Sono stati circa otto milioni i visitatori dei giardini storici e artistici in Italia nel corso del 2016. Sempre più si afferma l’attenzione per i paesaggi naturali, la sensibilità verso quell’“Horticultural Tourism” di origine anglosassone in pieno trend di crescita.
La Tuscia custodisce realtà notevoli, giardini di proprietà statale come Palazzo Farnese a Caprarola, Villa Lante a Bagnaia, appartengono invece a proprietà private il Sacro Bosco di Bomarzo il Castello Ruspoli a Vignanello, il castello di Vasanello, il Centro Botanico Mountan a Vitorchiano, siti unici per bellezza e storia, una grande ricchezza che purtroppo stenta ad allacciare un exploit di visite, ancora omesse nei grandi circuiti. Spesso è il traino mediatico a richiamarne l’attenzione come è accaduto nei giorni scorsi con il Giardino Portoghesi a Calcata, che in pochi conoscevano per il suo grande splendore e per la sua unicità architettonica, c’è però voluto il network Il Parco più bello, per farlo conoscere al grande pubblico. La Tuscia dei Papi, degli Etruschi, può a pieno titolo ambire a divenire la Tuscia dei grandi giardini.

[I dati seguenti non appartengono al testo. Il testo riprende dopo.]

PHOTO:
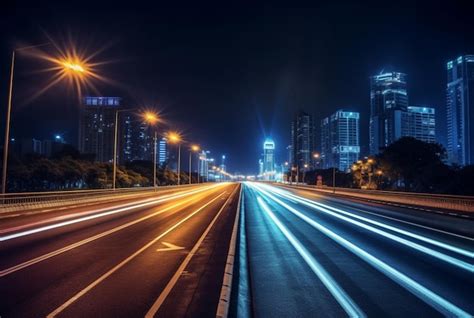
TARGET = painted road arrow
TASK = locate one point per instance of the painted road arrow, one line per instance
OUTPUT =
(170, 247)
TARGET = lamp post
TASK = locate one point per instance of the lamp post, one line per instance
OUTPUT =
(152, 119)
(175, 138)
(73, 68)
(194, 148)
(304, 172)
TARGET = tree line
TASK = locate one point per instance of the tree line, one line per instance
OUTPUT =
(68, 169)
(406, 165)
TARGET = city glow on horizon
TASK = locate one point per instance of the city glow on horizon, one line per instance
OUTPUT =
(174, 137)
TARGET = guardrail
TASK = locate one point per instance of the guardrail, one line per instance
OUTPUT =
(30, 200)
(437, 201)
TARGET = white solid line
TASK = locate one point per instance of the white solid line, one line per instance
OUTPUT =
(425, 294)
(41, 258)
(161, 298)
(125, 261)
(226, 289)
(346, 302)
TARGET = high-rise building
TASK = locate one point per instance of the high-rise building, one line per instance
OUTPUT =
(388, 102)
(223, 166)
(260, 167)
(420, 123)
(136, 138)
(97, 125)
(460, 110)
(302, 140)
(269, 158)
(340, 140)
(163, 151)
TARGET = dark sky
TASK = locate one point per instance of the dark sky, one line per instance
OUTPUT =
(229, 75)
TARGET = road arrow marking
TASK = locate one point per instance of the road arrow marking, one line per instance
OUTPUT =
(170, 247)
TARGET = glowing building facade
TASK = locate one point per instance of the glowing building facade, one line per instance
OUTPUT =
(97, 127)
(460, 110)
(388, 103)
(340, 140)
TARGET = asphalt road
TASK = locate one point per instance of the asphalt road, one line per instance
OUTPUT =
(313, 255)
(161, 255)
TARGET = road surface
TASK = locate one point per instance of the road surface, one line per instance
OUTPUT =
(161, 256)
(315, 255)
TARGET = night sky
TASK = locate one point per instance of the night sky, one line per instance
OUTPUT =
(227, 75)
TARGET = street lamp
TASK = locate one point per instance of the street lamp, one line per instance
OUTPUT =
(304, 172)
(175, 138)
(151, 118)
(193, 148)
(8, 117)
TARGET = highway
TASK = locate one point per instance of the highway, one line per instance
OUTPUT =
(308, 254)
(161, 255)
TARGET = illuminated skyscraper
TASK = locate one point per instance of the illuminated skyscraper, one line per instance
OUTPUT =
(269, 158)
(302, 140)
(97, 127)
(460, 110)
(163, 151)
(388, 102)
(420, 123)
(340, 140)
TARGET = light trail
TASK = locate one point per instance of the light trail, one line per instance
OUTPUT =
(349, 306)
(98, 215)
(425, 294)
(335, 212)
(96, 282)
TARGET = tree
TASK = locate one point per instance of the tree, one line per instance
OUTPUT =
(412, 164)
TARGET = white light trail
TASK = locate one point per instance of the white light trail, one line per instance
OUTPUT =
(98, 215)
(337, 213)
(349, 306)
(425, 294)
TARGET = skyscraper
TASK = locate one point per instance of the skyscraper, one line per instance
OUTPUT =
(136, 138)
(97, 126)
(340, 140)
(460, 110)
(302, 139)
(388, 102)
(163, 151)
(420, 123)
(269, 158)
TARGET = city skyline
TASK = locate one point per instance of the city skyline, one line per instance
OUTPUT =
(268, 105)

Cosa servirebbe? Farli rientrare in un circuito di promozione territoriale definita, con la creazione di eventi collaterali a tema , intensificarne le visite guidate e le aperture festive. Non molto distante da noi al parco della Landriana a Tor San Lorenzo, nei pressi di Roma, pochi giorni fa si è tenuta una interessante mostra florovivaistica che ha riscosso un notevole successo, tale da prevedere anche una replica autunnale.(ingresso a pagamento) Tutto è precisamente organizzato e ordinato in una presenza che vive sempre I giardini sono stati progettati dal paesaggista Russel Page e, nel corso degli anni, costantemente modificati ed ampliati. I Giardini della Landriana propongono ai grandi appassionati di botanica e non due appuntamenti fissi durante l’anno:Primavera alla Landriana e Autunno alla Landriana, due mostre mercato su giardinaggio, botanica, arredamento da giardino e tanto altro che riscontrano, ogni anno, un grande successo di pubblico. In estate, nello scenario dei Giardini, vengono proposte al pubblico varie manifestazioni teatrali e musicali con la partecipazione di prestigiosi artisti.La Tuscia senza essere di parte può vantare di non essere da meno, anzi ma non sappiamo potenziare al giusto i nostri tesori . I Giardini e parchi del viterbese contribuiscono a determinare quell’eccellenza che congiunge il patrimonio del paese sono un mix di storia, botanica, arte.